The U.S. Food and Drug Administration rejected an application by Amgen Inc to expand the use of its drug Xgeva to slow the spread of tumors to the bones of patients suffering from advanced prostate cancer.
Xgeva, which went on the market last year, is approved to prevent fractures in patients with advanced prostate cancer that already has migrated to the bone. The Thousand Oaks biotech is counting on Xgeva and sister osteoporosis drug Prolia to become billion-dollar blockbusters to fuel growth as its anemia, infection and inflammation drug franchises mature.
In the first quarter, Xgeva sales rose 14 percent from the fourth quarter to $153 million.
The FDA said in its letter that reviewers determined that the risks of taking Xgeva outweigh the level of benefit to prostate cancer patients that based on the clinical trial data provided.

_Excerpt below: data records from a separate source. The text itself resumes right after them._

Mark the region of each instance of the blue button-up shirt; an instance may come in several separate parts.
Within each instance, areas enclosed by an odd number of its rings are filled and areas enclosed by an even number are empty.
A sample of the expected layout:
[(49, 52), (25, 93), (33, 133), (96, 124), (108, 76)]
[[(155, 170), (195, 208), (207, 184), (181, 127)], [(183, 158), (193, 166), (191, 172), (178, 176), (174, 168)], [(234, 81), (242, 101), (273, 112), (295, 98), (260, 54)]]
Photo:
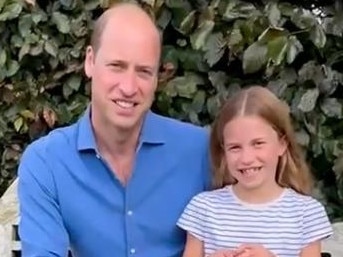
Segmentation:
[(203, 128), (149, 112), (130, 181), (98, 154), (89, 112), (30, 144), (19, 166), (23, 257), (180, 257), (184, 207), (209, 184)]

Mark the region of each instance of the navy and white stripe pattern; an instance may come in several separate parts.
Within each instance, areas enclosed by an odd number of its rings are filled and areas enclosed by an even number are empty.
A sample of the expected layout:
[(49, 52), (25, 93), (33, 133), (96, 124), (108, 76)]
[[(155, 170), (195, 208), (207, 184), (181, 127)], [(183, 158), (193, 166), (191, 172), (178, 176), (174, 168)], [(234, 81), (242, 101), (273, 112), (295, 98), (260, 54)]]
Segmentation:
[(252, 243), (278, 257), (298, 257), (306, 245), (332, 234), (323, 205), (292, 189), (263, 205), (240, 201), (231, 186), (203, 192), (187, 205), (178, 226), (204, 242), (205, 256)]

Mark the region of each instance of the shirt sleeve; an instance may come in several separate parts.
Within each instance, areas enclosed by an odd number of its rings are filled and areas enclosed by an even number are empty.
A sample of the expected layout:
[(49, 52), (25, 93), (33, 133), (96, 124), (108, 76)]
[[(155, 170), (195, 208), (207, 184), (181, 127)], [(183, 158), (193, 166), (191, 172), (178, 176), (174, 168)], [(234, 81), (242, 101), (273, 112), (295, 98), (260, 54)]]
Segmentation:
[(333, 233), (324, 206), (314, 198), (307, 202), (303, 216), (303, 247)]
[(201, 241), (204, 241), (206, 234), (206, 204), (200, 193), (192, 198), (181, 214), (177, 225)]
[(65, 257), (69, 238), (44, 152), (30, 145), (18, 167), (19, 237), (22, 257)]

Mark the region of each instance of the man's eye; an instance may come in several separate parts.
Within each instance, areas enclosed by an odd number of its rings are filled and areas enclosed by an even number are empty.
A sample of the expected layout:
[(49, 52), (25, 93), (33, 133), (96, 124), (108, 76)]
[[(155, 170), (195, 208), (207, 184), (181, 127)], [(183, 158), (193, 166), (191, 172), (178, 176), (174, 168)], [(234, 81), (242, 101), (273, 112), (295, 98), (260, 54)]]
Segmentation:
[(140, 73), (142, 73), (144, 75), (148, 75), (148, 76), (152, 75), (152, 72), (150, 70), (140, 70)]
[(257, 141), (257, 142), (255, 142), (255, 145), (256, 145), (256, 146), (262, 146), (262, 145), (264, 145), (264, 144), (265, 144), (264, 141)]

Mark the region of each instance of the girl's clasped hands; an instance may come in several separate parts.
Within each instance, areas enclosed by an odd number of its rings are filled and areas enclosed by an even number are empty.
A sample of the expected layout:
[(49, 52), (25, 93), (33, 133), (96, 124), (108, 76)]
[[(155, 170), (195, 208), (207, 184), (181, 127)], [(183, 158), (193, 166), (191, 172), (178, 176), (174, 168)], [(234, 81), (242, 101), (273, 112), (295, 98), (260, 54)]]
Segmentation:
[(276, 257), (262, 245), (243, 244), (236, 250), (223, 249), (216, 251), (209, 257)]

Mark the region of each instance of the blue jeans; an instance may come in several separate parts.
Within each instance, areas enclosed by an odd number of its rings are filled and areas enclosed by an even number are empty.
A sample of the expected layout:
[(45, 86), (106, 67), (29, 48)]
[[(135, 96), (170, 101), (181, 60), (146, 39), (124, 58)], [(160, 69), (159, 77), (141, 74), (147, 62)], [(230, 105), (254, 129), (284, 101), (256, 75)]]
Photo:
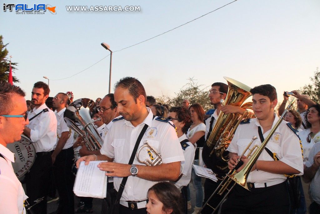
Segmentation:
[[(199, 160), (195, 160), (195, 165), (199, 166)], [(202, 190), (202, 184), (201, 183), (201, 177), (196, 174), (195, 170), (192, 168), (191, 173), (191, 177), (192, 178), (193, 187), (196, 190), (196, 206), (201, 207), (202, 206), (203, 201), (203, 191)]]

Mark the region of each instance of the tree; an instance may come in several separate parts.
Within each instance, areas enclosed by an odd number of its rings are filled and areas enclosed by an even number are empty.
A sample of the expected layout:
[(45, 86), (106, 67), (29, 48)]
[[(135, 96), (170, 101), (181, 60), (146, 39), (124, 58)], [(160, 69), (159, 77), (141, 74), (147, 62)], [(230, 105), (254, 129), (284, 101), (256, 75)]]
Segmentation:
[(300, 92), (302, 94), (306, 94), (314, 102), (320, 103), (320, 71), (317, 67), (313, 77), (310, 77), (313, 84), (305, 85), (300, 88)]
[[(9, 76), (10, 62), (7, 57), (9, 52), (6, 47), (8, 44), (4, 44), (2, 42), (2, 36), (0, 35), (0, 81), (2, 80), (7, 81)], [(14, 73), (13, 71), (13, 70), (17, 70), (15, 66), (17, 64), (16, 63), (11, 62), (12, 73)], [(20, 82), (15, 76), (12, 76), (12, 79), (13, 82)]]
[(188, 79), (189, 82), (183, 86), (178, 93), (175, 93), (175, 96), (172, 98), (163, 95), (156, 98), (157, 102), (165, 104), (169, 107), (179, 106), (182, 105), (184, 99), (188, 99), (190, 104), (197, 103), (201, 105), (205, 111), (212, 108), (208, 93), (209, 86), (204, 85), (198, 85), (196, 80), (193, 77)]

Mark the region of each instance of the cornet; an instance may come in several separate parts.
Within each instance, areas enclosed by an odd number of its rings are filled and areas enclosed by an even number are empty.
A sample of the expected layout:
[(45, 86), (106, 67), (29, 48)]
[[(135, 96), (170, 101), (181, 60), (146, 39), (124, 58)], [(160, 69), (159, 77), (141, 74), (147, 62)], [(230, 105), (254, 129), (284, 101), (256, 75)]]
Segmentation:
[[(159, 165), (162, 163), (162, 159), (161, 158), (161, 154), (160, 153), (158, 153), (157, 152), (156, 150), (154, 149), (153, 148), (152, 148), (151, 146), (150, 146), (149, 143), (148, 143), (148, 141), (146, 140), (143, 142), (144, 145), (143, 146), (142, 146), (141, 147), (139, 148), (139, 150), (138, 150), (138, 152), (137, 152), (137, 155), (136, 155), (136, 157), (137, 157), (137, 160), (139, 163), (140, 163), (142, 164), (145, 164), (147, 166), (154, 166), (157, 165)], [(144, 160), (144, 161), (142, 161), (139, 158), (139, 154), (140, 154), (140, 152), (142, 151), (142, 150), (145, 147), (147, 148), (148, 148), (148, 153), (149, 154), (149, 155), (150, 156), (150, 158), (151, 158), (151, 160), (150, 161), (148, 159), (146, 159)], [(152, 156), (152, 154), (151, 153), (151, 152), (152, 151), (153, 153), (154, 153), (155, 155), (156, 155), (156, 157), (154, 157)]]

It asked Amgen to supply additional trial data, the company said late Thursday night.
"We will work with FDA to determine any next steps," said Sean Harper, Amgen’s executive vice president of research and development. “The FDA's action does not impact the (already) approved indication of Xgeva.
The new use for Xgeva would potentially target about 50,000 men in the United States who have advanced prostate cancer. Amgen also is testing the injectible drug as a treatment for patients with breast, lung and other cancers that also can spread to the bone.
Shares closed up 85 cents, or 1.2 percent, to $71.64 on the Nasdaq.